Bayerns Industrie spürt den Gegenwind

Die angespannte Lage zeigt erste industrielle Konsequenzen. Beim Spitzentreffen zwischen Markus Söder, dem DGB und der Vereinigung der Bayerischen Wirtschaft standen US-Zölle und die Konkurrenz aus China im Fokus. Konkret wurde die Schließung des Mahle-Werks in Neustadt an der Donau bekannt. 350 Arbeitsplätze gehen verloren.

Uneinigkeit herrscht über eine Flexibilisierung des Arbeitszeitgesetzes. Die Wirtschaft fordert Entlastungen, die Gewerkschaften sind skeptisch.

Das Dilemma: Entlastung gegen Finanzierung

Die Debatte offenbart einen grundlegenden Konflikt.

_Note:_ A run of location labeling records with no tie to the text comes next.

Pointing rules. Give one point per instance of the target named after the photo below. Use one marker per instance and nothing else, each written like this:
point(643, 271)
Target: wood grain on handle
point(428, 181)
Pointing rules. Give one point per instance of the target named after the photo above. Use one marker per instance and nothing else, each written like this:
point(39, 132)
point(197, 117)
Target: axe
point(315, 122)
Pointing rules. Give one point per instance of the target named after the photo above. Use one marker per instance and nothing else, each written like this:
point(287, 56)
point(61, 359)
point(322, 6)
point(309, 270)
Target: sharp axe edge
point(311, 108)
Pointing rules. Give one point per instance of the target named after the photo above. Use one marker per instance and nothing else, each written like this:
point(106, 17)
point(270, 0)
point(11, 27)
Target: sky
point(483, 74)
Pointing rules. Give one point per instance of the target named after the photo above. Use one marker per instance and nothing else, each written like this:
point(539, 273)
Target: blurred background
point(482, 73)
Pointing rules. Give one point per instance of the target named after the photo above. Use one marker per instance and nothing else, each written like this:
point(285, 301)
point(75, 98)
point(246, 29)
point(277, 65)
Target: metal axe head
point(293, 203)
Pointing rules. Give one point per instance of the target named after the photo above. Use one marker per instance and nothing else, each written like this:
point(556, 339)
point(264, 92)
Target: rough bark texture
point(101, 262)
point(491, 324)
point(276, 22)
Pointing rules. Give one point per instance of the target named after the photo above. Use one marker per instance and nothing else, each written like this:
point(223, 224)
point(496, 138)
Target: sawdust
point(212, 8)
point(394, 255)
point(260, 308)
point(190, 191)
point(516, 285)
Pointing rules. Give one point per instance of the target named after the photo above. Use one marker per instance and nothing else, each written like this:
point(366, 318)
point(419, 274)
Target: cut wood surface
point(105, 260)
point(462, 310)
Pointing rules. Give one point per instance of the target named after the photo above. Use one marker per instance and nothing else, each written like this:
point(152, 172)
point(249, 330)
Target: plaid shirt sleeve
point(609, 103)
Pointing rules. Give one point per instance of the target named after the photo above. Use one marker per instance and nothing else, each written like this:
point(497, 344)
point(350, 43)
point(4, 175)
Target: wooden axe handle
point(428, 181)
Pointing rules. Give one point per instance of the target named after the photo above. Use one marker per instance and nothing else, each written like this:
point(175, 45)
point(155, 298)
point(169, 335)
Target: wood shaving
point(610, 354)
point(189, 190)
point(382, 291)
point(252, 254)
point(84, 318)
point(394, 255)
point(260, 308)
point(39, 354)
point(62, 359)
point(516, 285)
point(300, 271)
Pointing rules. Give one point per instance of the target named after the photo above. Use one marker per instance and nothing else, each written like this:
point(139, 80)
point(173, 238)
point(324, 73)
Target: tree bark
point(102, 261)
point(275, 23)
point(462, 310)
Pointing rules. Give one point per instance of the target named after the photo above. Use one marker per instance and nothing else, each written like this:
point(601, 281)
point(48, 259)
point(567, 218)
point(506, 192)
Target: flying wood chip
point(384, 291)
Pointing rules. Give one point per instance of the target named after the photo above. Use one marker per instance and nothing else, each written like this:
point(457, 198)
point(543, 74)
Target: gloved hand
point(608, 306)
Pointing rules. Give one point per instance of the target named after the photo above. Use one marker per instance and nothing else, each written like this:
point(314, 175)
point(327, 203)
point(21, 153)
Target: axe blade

Wirtschaftsverbände und der Steuerzahlerbund fordern massive Entlastungen und Bürokratieabbau. Gleichzeitig zwingen hohe Defizite und Inflation die Regierungen zu neuen Einnahmequellen oder Leistungskürzungen.

Die geplante Steuerreform zum 1. Januar 2027 in Deutschland steht unter Finanzierungsvorbehalt. Vorschläge für einen Höchststeuersatz von bis zu 56 oder sogar 60 Prozent sorgen für Streit. Kritiker warnen vor einer Schwächung der Leistungsträger.

In Österreich läuft die Umsetzung der EU-Entgelttransparenzrichtlinie bis zum 7. Juni. Die Regierung unter Kanzler Karl Stocker und Arbeitsministerin Judith Schumann steht unter Zeitdruck. Die Wirtschaftskammer warnt vor überbordender Bürokratie.

Entscheidende Wochen für die Finanzpolitik

Am 21. Mai legt die EZB ihre Frühjahrsprognose vor. Die Daten bilden die Grundlage für die weitere Zinspolitik und beeinflussen die Finanzierungskosten der Staatshaushalte maßgeblich.

In Österreich richtet sich der Blick auf den 10. Juli. Dann soll das Doppelbudget für 2027/28 verabschiedet werden. Die Regierung muss Prioritäten setzen – zwischen Investitionen in die Transformation und der geforderten Haushaltsdisziplin.

Ob sich die Politik zu drastischen Einschnitten wie der Halbierung des Beamtenapparats durchringen kann, bleibt abzuwarten. Die prognostizierte Arbeitslosenquote von 7,5 Prozent für 2026 dürfte dabei eine gewichtige Rolle spielen.